Lodging concessionaires were watching the situation, but not ready to say how they would handle a shutdown that could require thousands of guests and concessions employees to leave the parks.
"We are still hopeful the situation will be resolved, and we are monitoring it closely. The national parks at which Delaware North Companies Parks & Resorts operates remain fully open today," company spokesman Glen White told the Traveler in an email. "In the event of closures, we will provide more information regarding our plans."
Officials with the Coalition of National Park Service Retirees decried the possible government shutdown, condemning the "partisan politics currently risking a government shutdown, and jeopardizing the livelihood of nearly one million public servants, including thouands of National Park Service employees."
“The term 'non-essential' has been connected to National Park Service employees in many national news stories lately in the run-up to the government shutdown," said Coalition spokeswoman Joan Anzelmo. "Therefore, we want to take this opportunity to remind every American that if the potential shutdown occurs, it will require furloughing people who fight explosive wildfires, save lives in outdoor accidents, rescue injured climbers on mountain peaks, search for lost children, respond to terrorist threats, protect U.S. borders, and rush into places devastated by hurricanes, tornadoes, earthquakes, fires and floods to help their fellow man. NPS does this vital work and so much more day in and day out, year-round."

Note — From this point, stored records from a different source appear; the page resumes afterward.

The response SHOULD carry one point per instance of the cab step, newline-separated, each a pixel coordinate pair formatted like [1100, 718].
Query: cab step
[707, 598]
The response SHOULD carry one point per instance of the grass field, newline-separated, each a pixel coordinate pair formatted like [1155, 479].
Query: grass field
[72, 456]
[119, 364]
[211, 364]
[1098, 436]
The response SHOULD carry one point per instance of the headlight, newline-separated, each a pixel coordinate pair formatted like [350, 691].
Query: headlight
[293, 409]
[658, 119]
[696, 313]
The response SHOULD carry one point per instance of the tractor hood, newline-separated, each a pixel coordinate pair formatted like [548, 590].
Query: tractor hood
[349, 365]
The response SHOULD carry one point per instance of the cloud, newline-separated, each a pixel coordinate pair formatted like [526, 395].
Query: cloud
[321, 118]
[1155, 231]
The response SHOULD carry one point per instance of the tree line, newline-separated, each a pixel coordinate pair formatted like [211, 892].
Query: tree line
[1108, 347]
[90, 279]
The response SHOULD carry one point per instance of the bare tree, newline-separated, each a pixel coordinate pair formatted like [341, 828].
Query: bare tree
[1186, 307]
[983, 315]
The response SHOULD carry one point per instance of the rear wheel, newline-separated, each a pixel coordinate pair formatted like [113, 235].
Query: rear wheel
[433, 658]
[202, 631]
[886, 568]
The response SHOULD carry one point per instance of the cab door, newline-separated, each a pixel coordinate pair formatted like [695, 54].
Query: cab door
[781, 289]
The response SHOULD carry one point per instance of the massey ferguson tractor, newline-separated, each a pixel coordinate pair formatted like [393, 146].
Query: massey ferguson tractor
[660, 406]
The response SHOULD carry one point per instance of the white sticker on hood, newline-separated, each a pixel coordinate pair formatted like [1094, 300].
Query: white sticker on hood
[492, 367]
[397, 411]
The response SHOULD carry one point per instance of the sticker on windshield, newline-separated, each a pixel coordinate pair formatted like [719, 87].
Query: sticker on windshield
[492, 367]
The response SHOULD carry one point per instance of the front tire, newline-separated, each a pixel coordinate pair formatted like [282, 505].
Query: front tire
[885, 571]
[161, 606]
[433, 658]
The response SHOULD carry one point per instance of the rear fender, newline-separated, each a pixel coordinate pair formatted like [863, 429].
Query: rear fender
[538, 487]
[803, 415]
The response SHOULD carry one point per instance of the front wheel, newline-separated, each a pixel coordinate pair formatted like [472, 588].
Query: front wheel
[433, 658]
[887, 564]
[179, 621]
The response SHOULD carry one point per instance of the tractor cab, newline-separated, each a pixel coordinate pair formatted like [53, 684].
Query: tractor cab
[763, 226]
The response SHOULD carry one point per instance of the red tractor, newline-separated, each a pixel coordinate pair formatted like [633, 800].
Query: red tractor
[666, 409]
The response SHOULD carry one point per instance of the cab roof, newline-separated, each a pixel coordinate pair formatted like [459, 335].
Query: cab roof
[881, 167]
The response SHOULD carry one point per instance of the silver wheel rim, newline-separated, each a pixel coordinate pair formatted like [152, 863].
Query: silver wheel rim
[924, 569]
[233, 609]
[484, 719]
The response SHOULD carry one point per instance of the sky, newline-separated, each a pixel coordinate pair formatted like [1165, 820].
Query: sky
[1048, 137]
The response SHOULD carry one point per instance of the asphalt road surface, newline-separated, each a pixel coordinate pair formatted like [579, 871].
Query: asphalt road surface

The closure of the park system would throw more than 21,000 employees out of work, and cost gateway communities as much as $30 million a day in lost revenues, according to estimates from the National Parks Conservation Association.
Across the country, a government shutdown would interrupt, if not cancel, vacations, and halt hunting in national preserves, while agencies like the Park Service would spend millions of dollars, collectively, to wind down and shutter operations.
"The exercise federal agencies must go through, first to gear up for a shutdown – and the costs to actually shut agencies and facilities down is estimated at more than one billion dollars," the retirees coalition said. "Then there is the gearing back up to restore the services and facilities to operational levels. This is a huge waste of taxpayer money and staff time."